A. siRNA antibody validation data for DNTTIP2 (HPA044502). siRNA treated cells to the left, control cells to the right. Scale bar 20 μm.
IF stainings of B. DNTTIP2 (HPA044502) and C. CCDC137 (HPA053914) in mitotic cells showing localization to mitotic chromosomes. Protein of interest is shown in green and DAPI in blue. Scale bar 10 μm.
IF stainings of the proteins showing late recruitment to mitotic chromosomes. Protein of interest is shown in green, microtubules in red and DAPI in blue. Images of interphase cells were acquired from a different experiment and staining intensities cannot be compared between interphase and mitotic cells. For antibodies used, see Dataset EV3. Scale bar 10 μm.
IF stainings of the mitotic chromosome proteins in WT HeLa and MKI67 KO HeLa cells. Protein is shown in green and DAPI in blue. For antibodies used, see Dataset EV3. Scale bar 10 µm.
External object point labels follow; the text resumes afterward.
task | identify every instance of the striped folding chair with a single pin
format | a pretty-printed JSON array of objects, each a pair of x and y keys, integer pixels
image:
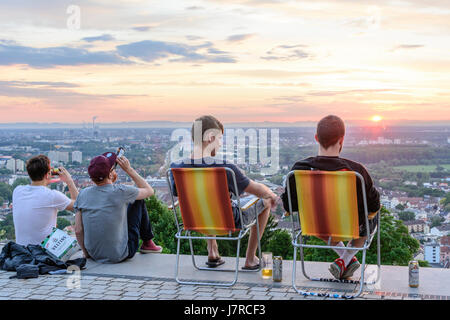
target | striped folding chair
[
  {"x": 205, "y": 206},
  {"x": 328, "y": 208}
]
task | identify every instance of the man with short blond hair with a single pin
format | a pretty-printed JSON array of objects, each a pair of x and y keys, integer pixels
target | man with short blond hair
[
  {"x": 35, "y": 206},
  {"x": 110, "y": 221},
  {"x": 330, "y": 136},
  {"x": 206, "y": 147}
]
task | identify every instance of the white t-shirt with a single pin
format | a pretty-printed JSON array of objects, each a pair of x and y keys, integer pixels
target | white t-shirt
[{"x": 35, "y": 209}]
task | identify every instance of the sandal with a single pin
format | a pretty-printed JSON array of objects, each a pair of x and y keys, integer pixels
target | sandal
[
  {"x": 256, "y": 266},
  {"x": 214, "y": 263}
]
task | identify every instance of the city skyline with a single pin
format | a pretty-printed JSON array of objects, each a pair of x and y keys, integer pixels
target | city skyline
[{"x": 242, "y": 61}]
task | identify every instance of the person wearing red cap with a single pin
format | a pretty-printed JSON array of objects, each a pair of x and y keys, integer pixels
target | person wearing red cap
[{"x": 110, "y": 219}]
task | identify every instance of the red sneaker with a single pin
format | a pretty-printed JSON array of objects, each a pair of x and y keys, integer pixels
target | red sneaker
[
  {"x": 337, "y": 268},
  {"x": 351, "y": 268},
  {"x": 150, "y": 247}
]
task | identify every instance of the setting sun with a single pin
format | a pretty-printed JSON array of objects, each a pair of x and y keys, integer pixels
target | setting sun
[{"x": 376, "y": 118}]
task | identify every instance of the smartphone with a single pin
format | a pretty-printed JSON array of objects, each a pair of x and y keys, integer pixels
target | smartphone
[{"x": 120, "y": 152}]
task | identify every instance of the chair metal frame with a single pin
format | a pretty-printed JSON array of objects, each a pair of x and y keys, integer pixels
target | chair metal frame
[
  {"x": 187, "y": 236},
  {"x": 297, "y": 242}
]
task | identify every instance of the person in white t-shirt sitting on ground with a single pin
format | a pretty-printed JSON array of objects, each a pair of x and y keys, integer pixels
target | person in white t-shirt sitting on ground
[{"x": 35, "y": 206}]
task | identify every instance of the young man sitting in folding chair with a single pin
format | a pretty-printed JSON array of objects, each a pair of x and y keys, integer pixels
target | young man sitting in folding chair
[
  {"x": 207, "y": 133},
  {"x": 330, "y": 136}
]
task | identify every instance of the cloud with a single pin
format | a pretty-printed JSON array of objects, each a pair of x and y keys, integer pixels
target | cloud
[
  {"x": 408, "y": 47},
  {"x": 46, "y": 84},
  {"x": 104, "y": 37},
  {"x": 142, "y": 28},
  {"x": 11, "y": 54},
  {"x": 355, "y": 91},
  {"x": 150, "y": 51},
  {"x": 240, "y": 37},
  {"x": 147, "y": 50},
  {"x": 272, "y": 73},
  {"x": 53, "y": 93},
  {"x": 287, "y": 53},
  {"x": 195, "y": 8},
  {"x": 193, "y": 38}
]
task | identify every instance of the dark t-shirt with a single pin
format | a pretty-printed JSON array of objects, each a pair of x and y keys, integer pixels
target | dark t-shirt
[
  {"x": 241, "y": 180},
  {"x": 335, "y": 164}
]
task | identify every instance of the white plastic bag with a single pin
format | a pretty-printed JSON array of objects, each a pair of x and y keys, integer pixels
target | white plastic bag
[{"x": 60, "y": 245}]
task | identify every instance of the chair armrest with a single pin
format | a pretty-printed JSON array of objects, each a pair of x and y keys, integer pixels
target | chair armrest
[
  {"x": 177, "y": 204},
  {"x": 372, "y": 215}
]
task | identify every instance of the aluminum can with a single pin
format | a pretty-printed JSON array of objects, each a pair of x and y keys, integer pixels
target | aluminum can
[
  {"x": 277, "y": 269},
  {"x": 413, "y": 274}
]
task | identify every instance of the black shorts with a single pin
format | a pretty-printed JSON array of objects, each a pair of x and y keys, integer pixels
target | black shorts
[
  {"x": 373, "y": 223},
  {"x": 248, "y": 215}
]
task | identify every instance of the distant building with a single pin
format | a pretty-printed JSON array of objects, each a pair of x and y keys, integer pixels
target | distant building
[
  {"x": 444, "y": 229},
  {"x": 417, "y": 226},
  {"x": 432, "y": 252},
  {"x": 11, "y": 165},
  {"x": 77, "y": 156},
  {"x": 59, "y": 156},
  {"x": 20, "y": 165},
  {"x": 445, "y": 249}
]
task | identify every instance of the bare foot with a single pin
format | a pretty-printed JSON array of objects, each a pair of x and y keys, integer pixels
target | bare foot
[{"x": 251, "y": 263}]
Box plots show measured overlap and Pearson correlation between the DAPI and protein staining (replicate 1 in grey and replicate 2 in green). A two-sided unpaired Wilcoxon test was applied to calculate the statistical significance between the phenotypes and the output p-value is stated in each plot.
Acknowledgements
We acknowledge the entire staff of the Human Protein Atlas program. We also thank staff at the Chan-Zuckerberg Biohub and the Allen Institute for Cell Science for fruitful discussions on the nucleolus. Funding was provided by the Knut and Alice Wallenberg Foundation (2016.0204) and Swedish Research Council (2017-05327) to E.L.
Footnotes
Manuscript now including quantification of mitotic chromosome staining patterns, replicate experiments, automated classification of image patterns, and analysis of protein abundance using MS proteomics datasets.